Caso Clínico Nº 39

 

Caso Clínico Nº 39



Presentación del Caso

Mujer de 28 años, maestra de nivel inicial, sin antecedentes médicos de relevancia, consulta en el servicio de demanda espontánea por un cuadro de 6 días de evolución que inició como un resfrío común (rinorrea acuosa, estornudos y leve dolor de garganta). Refiere que desde hace 48 horas la secreción nasal se volvió "espesa y verdosa", y que presenta una sensación de pesadez y dolor sordo en la región frontal y maxilar bilateral, que empeora al inclinarse hacia adelante. También describe hiposmia y tos seca nocturna. Niega haber tenido picos febriles (registros axilares siempre menores a 37.2°C) y refiere que, dentro del malestar, su estado general es bueno.

 

Examen Físico

  • Signos Vitales: Tensión Arterial: 115/75 mm/Hg. Frecuencia Cardíaca: 72 latidos por minuto. Frecuencia Respiratoria: 14 respiraciones por minuto. Temperatura axilar: 36.8°C.
  • Inspección y Palpación: Se observa discreto edema palpebral bilateral. La palpación y percusión de los puntos sinusales frontales y maxilares es levemente dolorosa, de forma simétrica.
  • Rinoscopia anterior de guardia: Mucosa nasal congestiva y edematosa, con presencia de secreción mucopurulenta espesa en ambos meatos medios, sin compromiso obstructivo severo ni ulceraciones.
  • Orofaringe: Descarga posterior ("goteo posnasal") de aspecto mucoide en la pared faríngea posterior. Resto del examen sin hallazgos.

 

Preguntas para el Debate en los Comentarios:

  1. Evaluando estrictamente los criterios temporales y la estabilidad de los síntomas: ¿Este cuadro clínico clasifica actualmente como una rinosinusitis bacteriana aguda o sigue estando dentro del espectro de una rinofaringitis viral prolongada?
  2. ¿El cambio de color de la rinorrea (de acuosa a purulenta/verdosa) al quinto día es un indicador patognomónico de infección bacteriana que justifique iniciar amoxicilina de inmediato?
  3. ¿Cuáles son los tres criterios clínicos específicos (basados en las guías de la IDSA y la Academia de Otorrinolaringología) que el médico joven debe constatar para decidir el inicio seguro de un tratamiento antibiótico en sinusitis aguda?

 

Respuesta y Comentario

Este caso es el pan de cada día en el invierno y representa el principal motor de la prescripción innecesaria de antibióticos en el mundo. El gran peligro del médico joven en la guardia es el automatismo basado en el color del moco o en el miedo a que el cuadro "se baje al pulmón".

El mito del moco verde: Lo primero que tenemos que enseñarle a los médicos jóvenes es que la rinorrea purulenta o verdosa al cuarto o quinto día no es sinónimo de infección bacteriana. Refleja simplemente el curso natural de una virosis respiratoria, donde el reclutamiento de neutrófilos y la liberación de la enzima mieloperoxidasa tiñen la secreción. Si el paciente no tiene fiebre alta y viene arrastrando el cuadro de forma estable, la conducta sigue siendo estrictamente sintomática (lavajes nasales con solución fisiológica, analgésicos y paciencia).

¿Cuándo se indican antibióticos?: Para que el médico del mañana prescriba amoxicilina en una sinusitis, debe constatar de forma obligatoria uno de los siguientes tres escenarios de sospecha bacteriana:

1.       Persistencia (Regla de los 10 días): Síntomas de rinosinusitis aguda que duran 10 días o más desde el inicio, sin ninguna evidencia de mejoría clínica.

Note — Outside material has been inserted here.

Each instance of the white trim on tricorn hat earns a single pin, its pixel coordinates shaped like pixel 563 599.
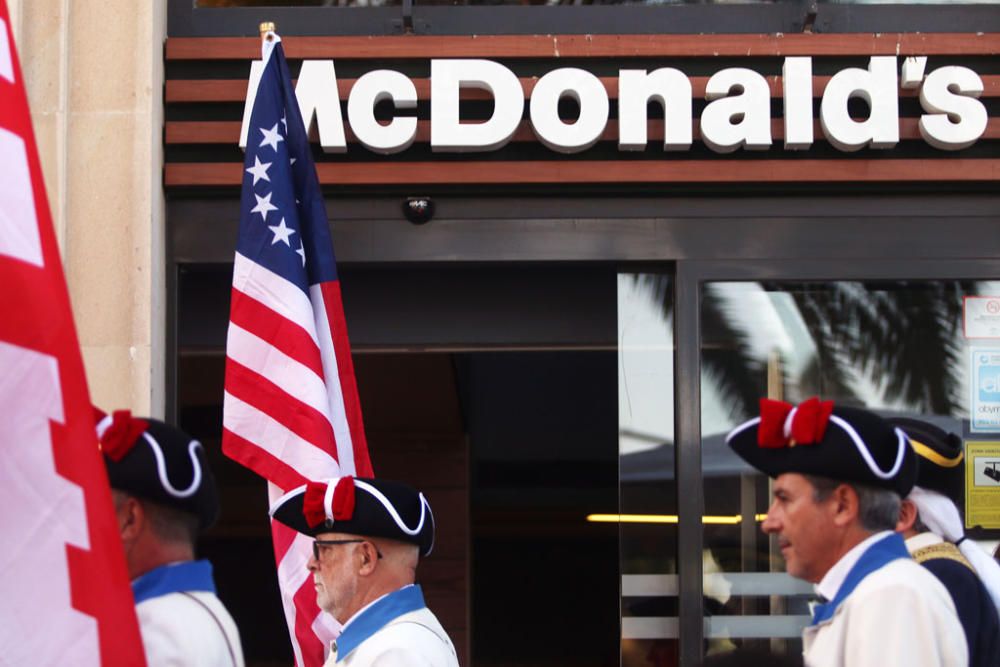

2.      Gravedad (Inicio severo): Fiebre alta persistente 39º C acompañada de rinorrea francamente purulenta y dolor facial severo durante al menos 3 a 4 días consecutivos al inicio del cuadro.

3.      Empeoramiento ("Doble quiebre" o Double-sickening): Un paciente que venía mejorando típicamente de un resfrío común al quinto día y, de golpe, a partir del sexto o séptimo día, rebrota con fiebre alta, dolor de cabeza intenso y aumento de la secreción purulenta.

Nuestra paciente del caso tiene solo 6 días de evolución, está afebril y su estado general es óptimo. Indicarle amoxicilina hoy es un error terapéutico que solo aporta daño colateral a su microbiota digestiva. Su cuadro es una rinosinusitis viral y el tratamiento es puramente sintomático. ¡A guardar los antibióticos para cuando la clínica realmente los justifique!